Sparse Color Sensor using Convolutional Neural Network-based Image Colorization
Despite the advances in image sensors, mainstream RGB sensors are still struggling from low quantum efficiency due to the low sensitivity of the Bayer color filter array (CFA). To address this issue, a sparse color sensor uses mostly panchromatic white pixels and a smaller percentage of sparse color pixels to provide better low-light photography performance than a conventional Bayer RGB sensor. However, due to the lack of a proper color reconstruction method, sparse color sensors have not been developed thus far. This study proposes a deep-learning-based method for sparse color reconstruction that can realize such a sparse color sensor.
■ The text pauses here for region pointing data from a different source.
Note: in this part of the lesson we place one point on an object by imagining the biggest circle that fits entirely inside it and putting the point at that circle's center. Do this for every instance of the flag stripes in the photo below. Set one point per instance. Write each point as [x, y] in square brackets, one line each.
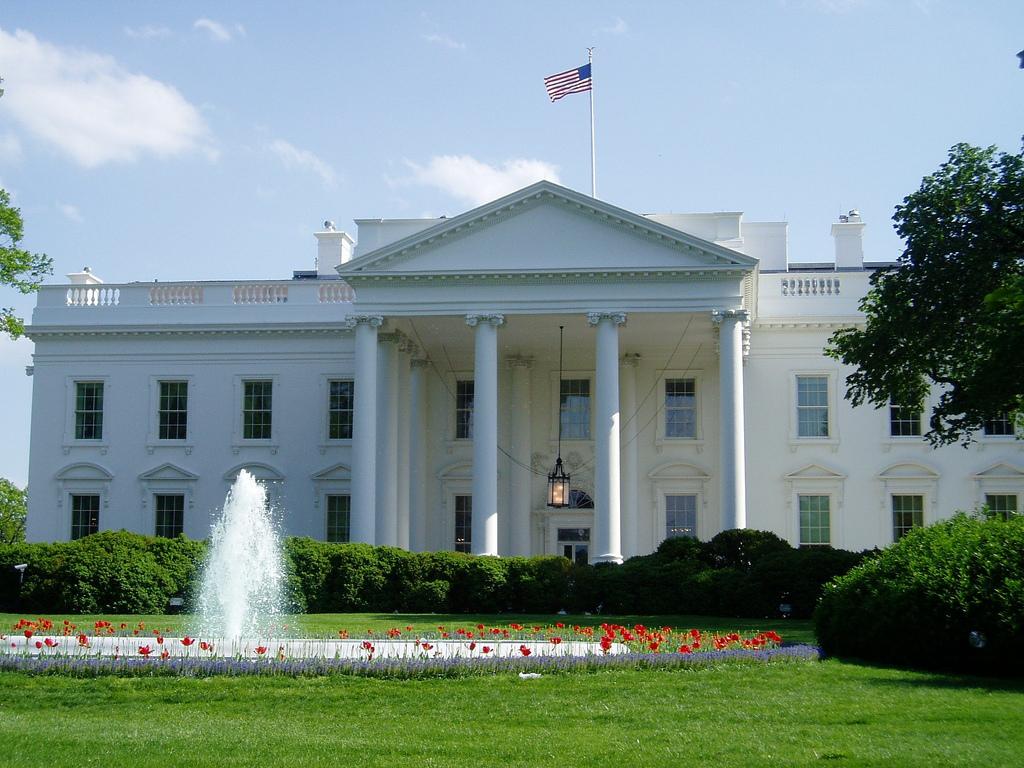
[571, 81]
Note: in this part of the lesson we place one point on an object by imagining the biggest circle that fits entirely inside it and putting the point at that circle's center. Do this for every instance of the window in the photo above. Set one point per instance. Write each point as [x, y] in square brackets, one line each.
[574, 409]
[339, 518]
[340, 411]
[464, 410]
[170, 514]
[463, 523]
[814, 524]
[812, 406]
[89, 411]
[256, 410]
[574, 545]
[680, 408]
[908, 512]
[680, 515]
[1001, 505]
[904, 422]
[84, 514]
[999, 426]
[173, 411]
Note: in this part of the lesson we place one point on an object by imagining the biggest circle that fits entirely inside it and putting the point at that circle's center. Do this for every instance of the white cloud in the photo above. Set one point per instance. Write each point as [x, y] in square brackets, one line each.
[219, 32]
[10, 148]
[444, 41]
[146, 32]
[470, 180]
[90, 108]
[71, 212]
[619, 27]
[295, 159]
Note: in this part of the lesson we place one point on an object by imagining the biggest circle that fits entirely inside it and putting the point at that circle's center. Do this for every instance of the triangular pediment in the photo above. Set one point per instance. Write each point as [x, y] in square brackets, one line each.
[1003, 470]
[168, 471]
[546, 228]
[335, 472]
[814, 472]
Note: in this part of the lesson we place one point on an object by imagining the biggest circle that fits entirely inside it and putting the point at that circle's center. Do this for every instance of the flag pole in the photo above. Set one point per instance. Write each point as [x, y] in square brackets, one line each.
[593, 152]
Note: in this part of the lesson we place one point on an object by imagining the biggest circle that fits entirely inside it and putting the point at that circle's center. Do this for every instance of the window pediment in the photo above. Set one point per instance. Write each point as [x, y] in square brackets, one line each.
[168, 471]
[815, 472]
[85, 471]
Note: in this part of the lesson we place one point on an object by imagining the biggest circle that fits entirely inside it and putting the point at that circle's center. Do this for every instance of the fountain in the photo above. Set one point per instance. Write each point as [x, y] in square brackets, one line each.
[241, 602]
[242, 592]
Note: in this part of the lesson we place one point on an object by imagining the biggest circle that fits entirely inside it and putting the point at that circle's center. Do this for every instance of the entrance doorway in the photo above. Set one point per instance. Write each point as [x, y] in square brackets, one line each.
[574, 544]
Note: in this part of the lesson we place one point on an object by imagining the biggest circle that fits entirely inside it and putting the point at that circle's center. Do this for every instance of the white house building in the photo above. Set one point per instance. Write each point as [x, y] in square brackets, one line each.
[408, 392]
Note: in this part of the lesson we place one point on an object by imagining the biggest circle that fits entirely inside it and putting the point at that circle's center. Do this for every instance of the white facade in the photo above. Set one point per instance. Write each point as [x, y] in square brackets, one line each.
[694, 395]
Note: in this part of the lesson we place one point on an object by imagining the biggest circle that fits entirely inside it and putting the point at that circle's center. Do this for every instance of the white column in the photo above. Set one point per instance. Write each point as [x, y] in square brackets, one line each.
[732, 467]
[607, 493]
[417, 456]
[520, 478]
[401, 463]
[363, 525]
[484, 520]
[630, 453]
[387, 441]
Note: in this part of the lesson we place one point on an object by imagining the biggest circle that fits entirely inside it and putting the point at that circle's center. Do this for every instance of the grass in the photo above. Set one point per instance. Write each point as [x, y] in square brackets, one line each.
[783, 715]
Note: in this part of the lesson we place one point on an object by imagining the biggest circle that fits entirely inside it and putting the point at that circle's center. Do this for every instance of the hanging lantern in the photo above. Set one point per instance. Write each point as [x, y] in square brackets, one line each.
[558, 481]
[558, 485]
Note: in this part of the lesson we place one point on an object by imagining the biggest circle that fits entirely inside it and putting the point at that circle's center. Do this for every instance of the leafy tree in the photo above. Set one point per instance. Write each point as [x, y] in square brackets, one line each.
[951, 312]
[12, 511]
[18, 268]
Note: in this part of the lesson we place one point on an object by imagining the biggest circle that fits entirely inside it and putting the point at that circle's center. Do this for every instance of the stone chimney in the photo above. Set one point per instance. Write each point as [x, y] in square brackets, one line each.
[333, 248]
[849, 235]
[84, 278]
The proposed color reconstruction method consists of a novel two-stage deep model followed by an adversarial training technique to reduce visual artifacts in the reconstructed color image. In simulations and experiments, visual results and quantitative comparisons demonstrate that the proposed color reconstruction method can outperform existing methods. In addition, a prototype system was developed using a hybrid color-plus-mono camera system. Experiments using the prototype system reveal the feasibility of a very sparse color sensor in different lighting conditions.
Paper link: https://www.osapublishing.org/oe/abstract.cfm?uri=oe-27-17-23661
Our Sparse Color Sensor is designed, based on the distribution of cones and rods in human retinas.
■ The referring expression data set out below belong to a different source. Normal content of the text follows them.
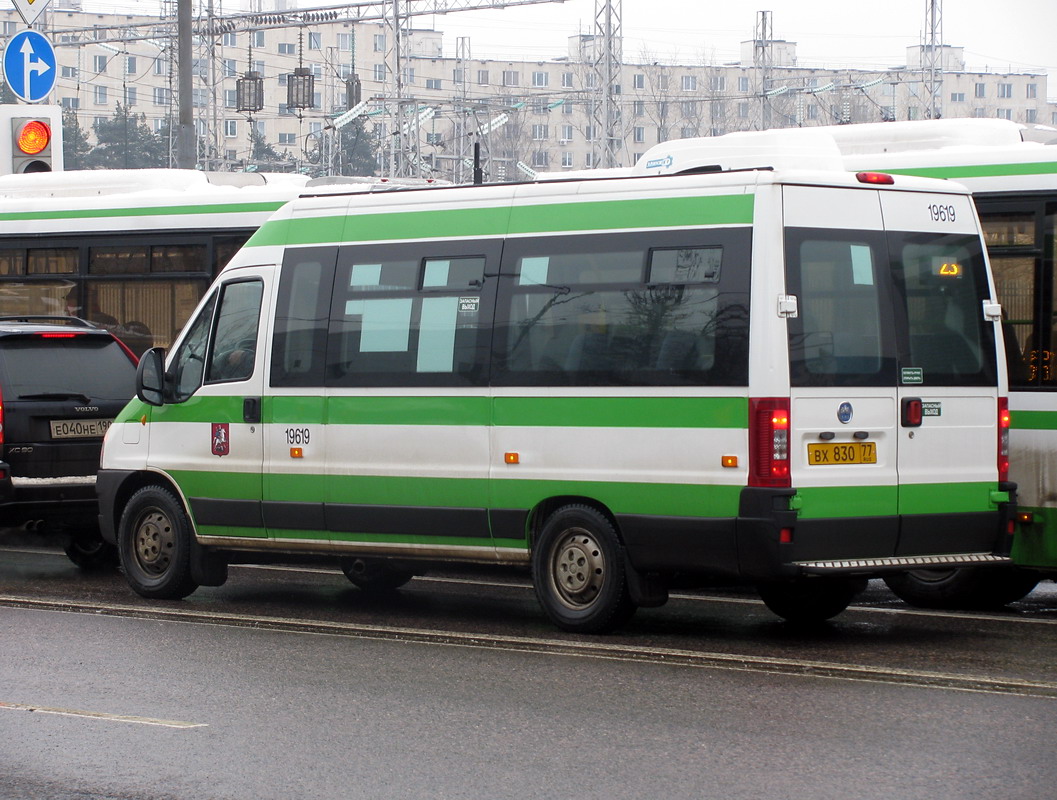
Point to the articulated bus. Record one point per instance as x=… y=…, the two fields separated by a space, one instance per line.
x=779 y=372
x=1012 y=171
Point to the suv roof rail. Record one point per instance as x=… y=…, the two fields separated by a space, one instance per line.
x=53 y=318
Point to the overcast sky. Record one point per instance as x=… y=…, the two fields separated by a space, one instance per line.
x=997 y=35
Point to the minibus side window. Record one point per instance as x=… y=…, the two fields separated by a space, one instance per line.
x=640 y=310
x=410 y=316
x=302 y=304
x=188 y=363
x=839 y=336
x=235 y=340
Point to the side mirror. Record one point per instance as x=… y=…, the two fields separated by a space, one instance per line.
x=150 y=377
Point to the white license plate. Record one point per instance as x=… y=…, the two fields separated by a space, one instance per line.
x=79 y=428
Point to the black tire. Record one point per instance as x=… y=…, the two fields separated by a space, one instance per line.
x=371 y=575
x=85 y=547
x=154 y=543
x=808 y=600
x=578 y=572
x=971 y=588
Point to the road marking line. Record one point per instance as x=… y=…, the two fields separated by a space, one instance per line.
x=102 y=715
x=793 y=667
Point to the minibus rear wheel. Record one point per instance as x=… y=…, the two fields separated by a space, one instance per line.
x=578 y=571
x=805 y=600
x=154 y=543
x=978 y=588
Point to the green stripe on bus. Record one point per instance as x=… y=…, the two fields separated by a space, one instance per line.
x=90 y=214
x=555 y=412
x=727 y=209
x=623 y=412
x=1033 y=420
x=656 y=499
x=980 y=170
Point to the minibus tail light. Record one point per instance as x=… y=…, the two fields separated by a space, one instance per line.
x=879 y=179
x=768 y=432
x=1003 y=439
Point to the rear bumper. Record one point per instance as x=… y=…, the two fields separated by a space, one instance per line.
x=24 y=499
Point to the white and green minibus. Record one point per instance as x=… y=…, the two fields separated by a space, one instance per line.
x=782 y=374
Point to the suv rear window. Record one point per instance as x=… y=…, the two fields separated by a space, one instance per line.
x=93 y=366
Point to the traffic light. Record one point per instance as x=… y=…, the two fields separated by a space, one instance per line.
x=31 y=145
x=31 y=138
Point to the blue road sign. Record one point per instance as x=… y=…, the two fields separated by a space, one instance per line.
x=29 y=66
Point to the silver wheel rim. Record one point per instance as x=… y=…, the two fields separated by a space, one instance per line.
x=577 y=569
x=153 y=542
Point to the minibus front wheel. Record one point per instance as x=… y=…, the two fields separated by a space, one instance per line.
x=578 y=571
x=154 y=544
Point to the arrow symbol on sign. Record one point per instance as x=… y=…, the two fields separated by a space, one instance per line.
x=31 y=64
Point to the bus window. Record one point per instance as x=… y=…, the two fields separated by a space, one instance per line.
x=838 y=337
x=580 y=312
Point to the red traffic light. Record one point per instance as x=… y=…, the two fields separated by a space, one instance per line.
x=34 y=137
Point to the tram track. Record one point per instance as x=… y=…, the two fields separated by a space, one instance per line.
x=579 y=648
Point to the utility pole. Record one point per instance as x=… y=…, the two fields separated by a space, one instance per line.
x=185 y=130
x=932 y=59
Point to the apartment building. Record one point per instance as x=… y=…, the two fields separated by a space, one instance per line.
x=525 y=115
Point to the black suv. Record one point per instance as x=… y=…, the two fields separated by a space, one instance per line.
x=62 y=380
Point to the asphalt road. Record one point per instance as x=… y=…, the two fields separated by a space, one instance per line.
x=294 y=684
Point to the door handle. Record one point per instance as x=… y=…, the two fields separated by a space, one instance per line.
x=251 y=409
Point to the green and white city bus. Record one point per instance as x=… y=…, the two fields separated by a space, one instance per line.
x=781 y=374
x=1012 y=170
x=131 y=250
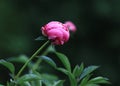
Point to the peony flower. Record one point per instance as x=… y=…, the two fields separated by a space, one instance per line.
x=70 y=26
x=57 y=32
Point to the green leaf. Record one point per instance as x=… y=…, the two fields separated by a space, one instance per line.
x=78 y=70
x=58 y=83
x=49 y=77
x=98 y=80
x=85 y=81
x=70 y=75
x=88 y=70
x=64 y=61
x=49 y=61
x=8 y=65
x=92 y=85
x=28 y=77
x=21 y=58
x=40 y=38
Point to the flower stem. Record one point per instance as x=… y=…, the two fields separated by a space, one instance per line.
x=35 y=54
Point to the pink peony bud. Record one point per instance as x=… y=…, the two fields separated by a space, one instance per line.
x=57 y=32
x=70 y=26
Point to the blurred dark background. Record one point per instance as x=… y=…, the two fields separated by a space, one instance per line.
x=96 y=42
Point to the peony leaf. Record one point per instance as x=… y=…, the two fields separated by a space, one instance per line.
x=99 y=80
x=88 y=70
x=28 y=77
x=21 y=58
x=64 y=61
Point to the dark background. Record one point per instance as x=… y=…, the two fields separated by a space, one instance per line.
x=96 y=42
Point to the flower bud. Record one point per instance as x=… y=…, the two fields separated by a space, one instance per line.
x=57 y=32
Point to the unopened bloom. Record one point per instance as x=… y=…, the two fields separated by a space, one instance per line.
x=71 y=26
x=57 y=32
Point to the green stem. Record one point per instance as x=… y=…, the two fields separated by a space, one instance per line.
x=36 y=53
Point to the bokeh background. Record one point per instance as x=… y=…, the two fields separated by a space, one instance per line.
x=96 y=42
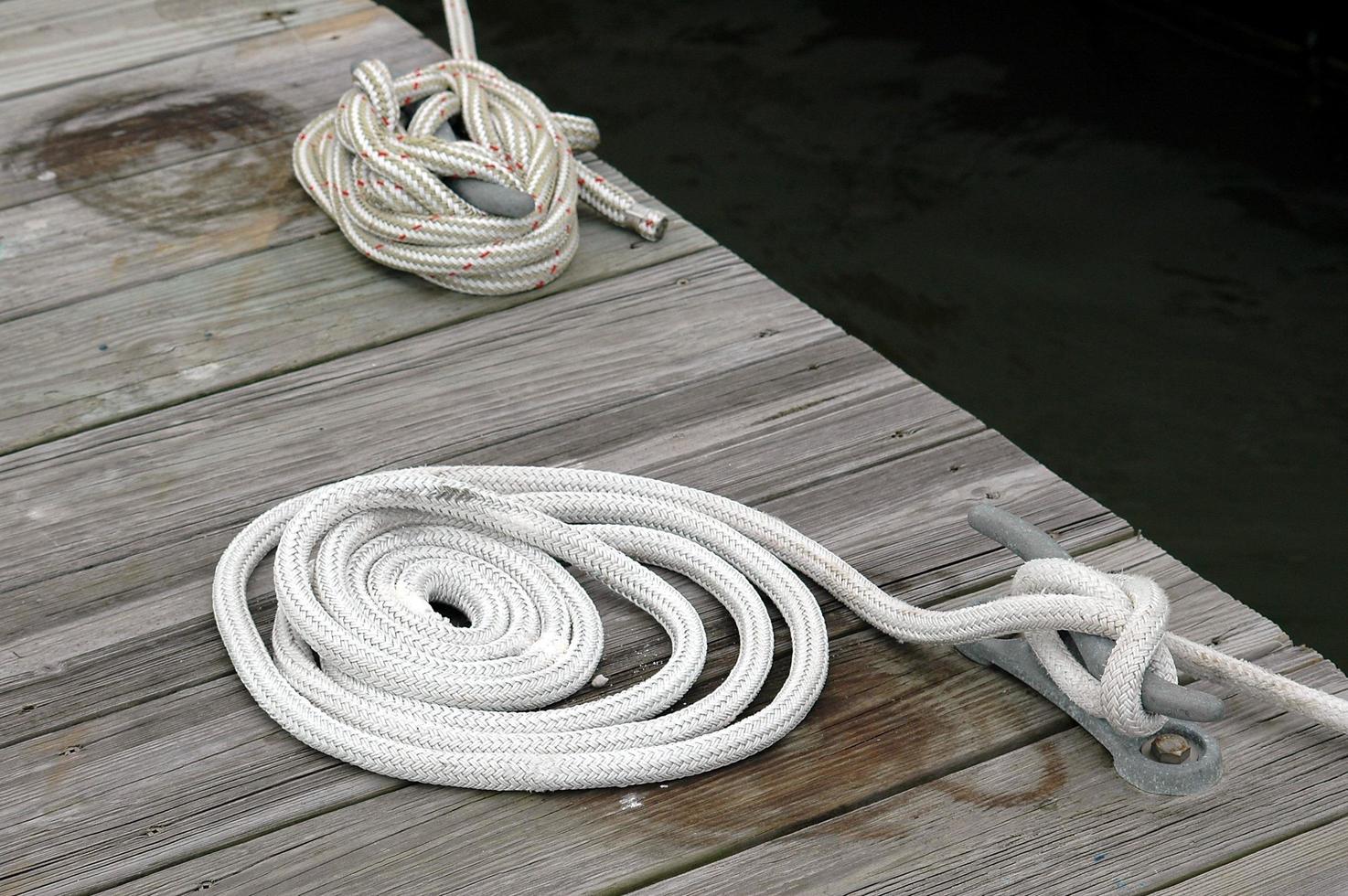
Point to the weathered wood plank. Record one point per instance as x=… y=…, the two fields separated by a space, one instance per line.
x=205 y=330
x=48 y=43
x=235 y=99
x=892 y=716
x=1309 y=864
x=1053 y=818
In particular, look at the peripheral vision in the following figure:
Deep learning model-based image colorization algorithm can realized the development of such "Sparse Color Sensors".
In our work, we verify the possibility of the sparse color sensor.
Architecture of the Deep Convolutional Neural Network for Color Reconstruction from Sparse Color Pixels (1%):
The main reconstruction networks comprise of two building blocks (Generator and Discriminator). In our paper, it has been denoted as sGAN (structure GAN). The color reconstruction network takes three inputs: 1) RGB pixels, 2) panchromatic pixels, and 3) edge image. Please refer to the actual manuscript for more details. The overview of the deep color reconstruction and the architectures of the sGAN have been shown in the following Figures.
Fig. 1. The overall framework of the proposed color reconstruction method. LRN: luminance recovery network. CRN: color reconstruction network.
Fig. 2. The model architecture of color reconstruction network (CRN)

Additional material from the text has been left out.